Solar panels they are integrated in a complex system, which ensures the transfer of electricity from the photovoltaic cells to the final consumer.
Depending on the needs of the consumer and the location chosen, these systems can be of two types, namely:

• photovoltaic systems connected to the grid
• independent photovoltaic systems.

Independent photovoltaic systems

Independent photovoltaic systems are designed to be located in hard-to-reach locations, where the national power grid is not available. The current is produced only during the day, when it is sunlight and very little at night. The current produced by the solar panels is injected directly into the user's electrical circuit. Surplus power should be stored for use at night or whenever needed. Therefore, such a classic system is composed of:

• solar panels, which can be one or more, depending on the user's needs;
  
• one or more battery charging regulators. They have the role of protecting the batteries, preventing them from being overcharged, as well as from improper discharge.
  
• a battery pack of 12, 24 or 48 V DC,
  
• an inverter, which converts the DC DC produced into AC AC.

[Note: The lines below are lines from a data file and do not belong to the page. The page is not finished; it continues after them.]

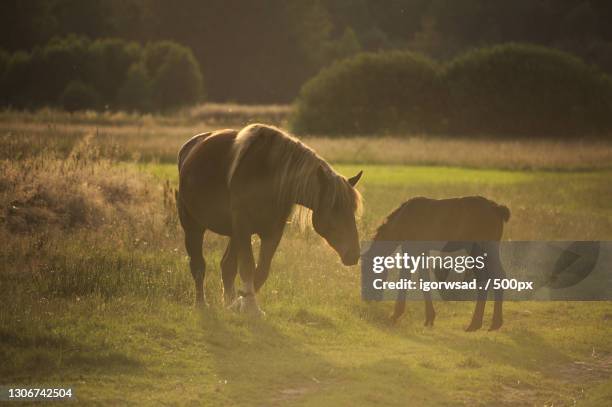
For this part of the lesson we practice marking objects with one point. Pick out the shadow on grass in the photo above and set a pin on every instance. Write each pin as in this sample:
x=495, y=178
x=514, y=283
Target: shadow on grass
x=259, y=364
x=34, y=356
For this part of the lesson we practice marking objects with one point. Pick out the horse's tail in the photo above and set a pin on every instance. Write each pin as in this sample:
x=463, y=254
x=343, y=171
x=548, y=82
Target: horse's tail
x=188, y=146
x=503, y=211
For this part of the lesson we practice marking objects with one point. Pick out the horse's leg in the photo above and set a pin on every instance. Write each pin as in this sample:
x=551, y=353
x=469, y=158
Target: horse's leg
x=400, y=302
x=246, y=267
x=481, y=298
x=197, y=265
x=194, y=234
x=229, y=269
x=497, y=272
x=269, y=243
x=430, y=313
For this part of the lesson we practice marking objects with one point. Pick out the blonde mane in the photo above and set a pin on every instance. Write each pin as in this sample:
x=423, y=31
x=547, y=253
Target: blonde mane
x=296, y=169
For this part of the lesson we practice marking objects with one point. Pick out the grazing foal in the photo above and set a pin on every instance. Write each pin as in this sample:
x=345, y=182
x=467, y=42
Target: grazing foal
x=468, y=219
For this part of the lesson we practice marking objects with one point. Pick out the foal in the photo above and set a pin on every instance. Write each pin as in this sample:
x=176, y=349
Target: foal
x=468, y=219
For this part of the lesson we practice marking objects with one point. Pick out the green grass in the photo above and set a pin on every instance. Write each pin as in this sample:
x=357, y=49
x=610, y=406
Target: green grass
x=141, y=341
x=106, y=307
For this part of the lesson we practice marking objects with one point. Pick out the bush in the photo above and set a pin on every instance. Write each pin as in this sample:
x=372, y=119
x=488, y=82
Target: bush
x=112, y=59
x=175, y=73
x=371, y=92
x=135, y=93
x=526, y=90
x=79, y=96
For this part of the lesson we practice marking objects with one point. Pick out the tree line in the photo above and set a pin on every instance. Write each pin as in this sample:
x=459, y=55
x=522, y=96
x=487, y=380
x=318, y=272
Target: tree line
x=263, y=51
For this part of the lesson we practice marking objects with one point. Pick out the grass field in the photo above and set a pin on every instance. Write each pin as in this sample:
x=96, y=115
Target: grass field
x=96, y=294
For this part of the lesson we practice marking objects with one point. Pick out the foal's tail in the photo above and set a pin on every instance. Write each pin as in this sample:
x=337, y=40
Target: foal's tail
x=503, y=211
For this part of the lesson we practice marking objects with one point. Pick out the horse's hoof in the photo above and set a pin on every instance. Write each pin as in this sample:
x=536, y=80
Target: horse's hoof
x=249, y=307
x=229, y=299
x=201, y=303
x=495, y=325
x=473, y=327
x=236, y=305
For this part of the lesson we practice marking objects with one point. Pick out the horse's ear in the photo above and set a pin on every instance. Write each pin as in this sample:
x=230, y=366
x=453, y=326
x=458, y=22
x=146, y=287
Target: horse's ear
x=353, y=181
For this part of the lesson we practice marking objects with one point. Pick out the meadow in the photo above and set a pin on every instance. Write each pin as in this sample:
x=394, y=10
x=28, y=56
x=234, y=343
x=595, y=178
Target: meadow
x=95, y=291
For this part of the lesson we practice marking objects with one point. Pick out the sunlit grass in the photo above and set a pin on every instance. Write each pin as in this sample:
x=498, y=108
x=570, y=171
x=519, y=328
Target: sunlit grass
x=106, y=307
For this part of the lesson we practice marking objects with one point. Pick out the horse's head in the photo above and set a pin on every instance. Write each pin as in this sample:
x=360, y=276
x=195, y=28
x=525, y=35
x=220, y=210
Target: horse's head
x=334, y=216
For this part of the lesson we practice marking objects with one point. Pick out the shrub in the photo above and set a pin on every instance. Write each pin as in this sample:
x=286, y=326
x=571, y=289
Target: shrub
x=54, y=66
x=112, y=59
x=79, y=96
x=135, y=93
x=175, y=73
x=518, y=89
x=371, y=92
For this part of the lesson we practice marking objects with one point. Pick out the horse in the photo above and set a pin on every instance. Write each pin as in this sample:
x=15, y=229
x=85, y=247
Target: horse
x=247, y=182
x=462, y=222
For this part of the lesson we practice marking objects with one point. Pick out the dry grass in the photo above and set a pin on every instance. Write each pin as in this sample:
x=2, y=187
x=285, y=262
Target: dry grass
x=155, y=140
x=473, y=153
x=82, y=190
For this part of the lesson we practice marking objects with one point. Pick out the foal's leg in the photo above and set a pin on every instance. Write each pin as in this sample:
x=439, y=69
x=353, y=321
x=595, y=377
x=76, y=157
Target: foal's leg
x=430, y=313
x=229, y=269
x=269, y=243
x=400, y=302
x=481, y=299
x=496, y=271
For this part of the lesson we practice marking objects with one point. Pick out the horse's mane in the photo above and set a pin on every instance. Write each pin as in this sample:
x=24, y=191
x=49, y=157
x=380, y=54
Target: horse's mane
x=296, y=167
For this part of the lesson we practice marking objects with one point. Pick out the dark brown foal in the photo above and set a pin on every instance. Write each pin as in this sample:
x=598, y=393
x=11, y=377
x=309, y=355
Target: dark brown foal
x=469, y=219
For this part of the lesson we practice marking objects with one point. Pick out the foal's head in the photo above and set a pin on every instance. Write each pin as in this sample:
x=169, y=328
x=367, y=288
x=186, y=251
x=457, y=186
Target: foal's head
x=334, y=216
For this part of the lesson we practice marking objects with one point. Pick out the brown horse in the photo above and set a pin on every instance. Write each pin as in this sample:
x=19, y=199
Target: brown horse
x=456, y=220
x=241, y=183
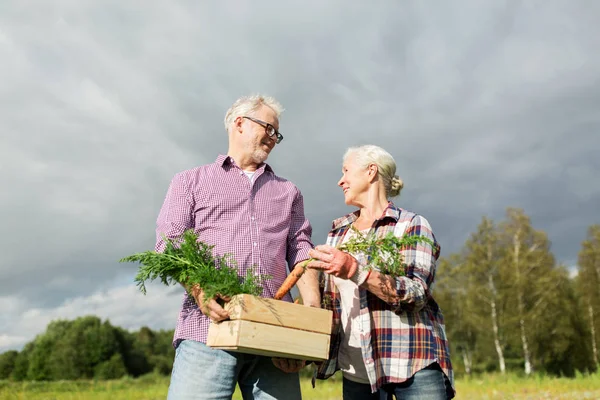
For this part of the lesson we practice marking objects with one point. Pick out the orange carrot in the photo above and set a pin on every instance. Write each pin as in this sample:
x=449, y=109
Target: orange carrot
x=291, y=280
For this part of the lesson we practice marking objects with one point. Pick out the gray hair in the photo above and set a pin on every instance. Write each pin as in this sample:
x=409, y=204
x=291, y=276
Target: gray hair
x=386, y=165
x=248, y=105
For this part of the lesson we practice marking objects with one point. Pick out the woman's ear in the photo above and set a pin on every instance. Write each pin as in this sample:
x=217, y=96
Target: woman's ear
x=238, y=123
x=372, y=171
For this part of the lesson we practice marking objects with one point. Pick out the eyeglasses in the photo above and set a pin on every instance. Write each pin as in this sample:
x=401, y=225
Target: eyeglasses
x=269, y=129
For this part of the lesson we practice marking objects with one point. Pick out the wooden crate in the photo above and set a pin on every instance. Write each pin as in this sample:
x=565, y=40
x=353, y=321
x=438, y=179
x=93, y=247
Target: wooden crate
x=273, y=328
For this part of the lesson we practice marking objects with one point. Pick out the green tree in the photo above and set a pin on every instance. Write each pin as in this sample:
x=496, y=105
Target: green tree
x=528, y=268
x=589, y=285
x=7, y=363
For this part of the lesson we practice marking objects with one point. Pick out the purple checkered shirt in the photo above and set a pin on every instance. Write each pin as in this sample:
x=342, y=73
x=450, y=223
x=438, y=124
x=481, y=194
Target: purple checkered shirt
x=260, y=223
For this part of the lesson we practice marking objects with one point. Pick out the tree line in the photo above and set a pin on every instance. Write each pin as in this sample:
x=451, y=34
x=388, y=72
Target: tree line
x=508, y=306
x=88, y=348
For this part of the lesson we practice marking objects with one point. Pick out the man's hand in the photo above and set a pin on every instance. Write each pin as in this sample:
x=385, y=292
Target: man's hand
x=333, y=261
x=288, y=365
x=210, y=307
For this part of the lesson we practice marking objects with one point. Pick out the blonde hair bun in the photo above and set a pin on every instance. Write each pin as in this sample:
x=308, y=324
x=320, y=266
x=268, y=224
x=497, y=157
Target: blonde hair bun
x=396, y=186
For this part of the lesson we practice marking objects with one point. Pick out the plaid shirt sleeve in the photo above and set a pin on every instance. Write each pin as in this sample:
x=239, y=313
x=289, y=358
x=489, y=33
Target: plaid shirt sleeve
x=413, y=289
x=176, y=214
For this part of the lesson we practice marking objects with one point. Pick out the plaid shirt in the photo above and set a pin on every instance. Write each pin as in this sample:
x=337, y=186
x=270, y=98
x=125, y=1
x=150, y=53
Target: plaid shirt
x=260, y=223
x=401, y=338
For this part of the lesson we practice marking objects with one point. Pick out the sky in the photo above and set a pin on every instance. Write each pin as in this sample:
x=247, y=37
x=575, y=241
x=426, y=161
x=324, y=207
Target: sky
x=484, y=105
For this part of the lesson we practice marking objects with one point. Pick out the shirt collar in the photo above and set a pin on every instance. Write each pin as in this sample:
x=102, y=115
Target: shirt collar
x=224, y=161
x=391, y=211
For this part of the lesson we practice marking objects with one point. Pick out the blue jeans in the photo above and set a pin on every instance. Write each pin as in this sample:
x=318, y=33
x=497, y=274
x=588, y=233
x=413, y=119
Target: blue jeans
x=200, y=372
x=427, y=384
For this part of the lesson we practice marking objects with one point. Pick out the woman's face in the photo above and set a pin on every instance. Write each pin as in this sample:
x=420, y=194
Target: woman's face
x=355, y=182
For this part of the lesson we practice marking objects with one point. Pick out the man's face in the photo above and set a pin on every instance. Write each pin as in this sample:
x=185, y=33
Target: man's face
x=256, y=142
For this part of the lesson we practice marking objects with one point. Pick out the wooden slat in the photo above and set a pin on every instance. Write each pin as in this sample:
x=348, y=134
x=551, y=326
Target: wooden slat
x=279, y=313
x=268, y=340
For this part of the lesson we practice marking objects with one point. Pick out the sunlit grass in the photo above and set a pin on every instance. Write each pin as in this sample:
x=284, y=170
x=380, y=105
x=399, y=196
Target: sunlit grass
x=489, y=386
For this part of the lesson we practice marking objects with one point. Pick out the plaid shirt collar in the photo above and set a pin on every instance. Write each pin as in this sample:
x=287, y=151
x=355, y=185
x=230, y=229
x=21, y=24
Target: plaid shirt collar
x=391, y=211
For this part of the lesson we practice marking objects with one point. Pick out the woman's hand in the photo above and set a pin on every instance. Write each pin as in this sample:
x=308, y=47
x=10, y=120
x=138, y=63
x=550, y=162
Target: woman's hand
x=333, y=261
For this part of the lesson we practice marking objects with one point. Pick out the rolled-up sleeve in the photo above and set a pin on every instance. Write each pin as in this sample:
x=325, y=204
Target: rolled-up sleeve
x=176, y=214
x=298, y=241
x=413, y=289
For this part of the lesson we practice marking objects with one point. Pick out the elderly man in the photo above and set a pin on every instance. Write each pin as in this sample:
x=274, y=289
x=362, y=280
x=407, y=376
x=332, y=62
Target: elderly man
x=240, y=206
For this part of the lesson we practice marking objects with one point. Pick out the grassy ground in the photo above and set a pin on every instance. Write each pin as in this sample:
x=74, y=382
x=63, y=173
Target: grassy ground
x=151, y=388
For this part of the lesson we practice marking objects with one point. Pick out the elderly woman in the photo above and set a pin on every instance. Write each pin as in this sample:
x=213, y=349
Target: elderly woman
x=389, y=337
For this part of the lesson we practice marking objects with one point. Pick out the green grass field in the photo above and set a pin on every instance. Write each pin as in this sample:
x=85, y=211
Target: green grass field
x=151, y=387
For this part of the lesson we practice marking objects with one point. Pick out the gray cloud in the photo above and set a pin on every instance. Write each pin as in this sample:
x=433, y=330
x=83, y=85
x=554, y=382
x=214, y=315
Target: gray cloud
x=483, y=106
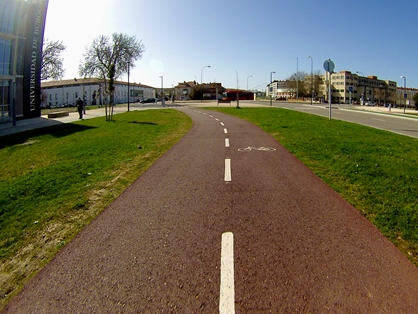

Photovoltaic systems connected to the grid

These systems are used to reduce the electricity consumption coming from the national network and, at the same time, offer the possibility of delivering the surplus to the conventional network. Because these systems produce a lower current than necessary to charge the batteries, they are eliminated, the surplus used in charging them is transmitted to the network. Thus, these systems are composed of:

• photovoltaic panels for network connection,
  
• inverter for network entertainment (transforms DC direct current into AC AC power),
  
• electric meter to measure the amount of energy produced and delivered to the grid.

Due to their nature, solar panels can be mounted in various places. In order to capture as much direct sunlight radiation during the day, the panels can be mounted with a tracking system of the sun's position, which will allow them to move from east to west. in the event that one does not opt for such a system or the physical space does not allow, the panels will be mounted with the inclination towards the south.

Thanks to the materials and technologies used, these panels are lightweight and thus can be mounted in the most diverse places, such as the roofs of buildings, facades, on terraces or on the ground.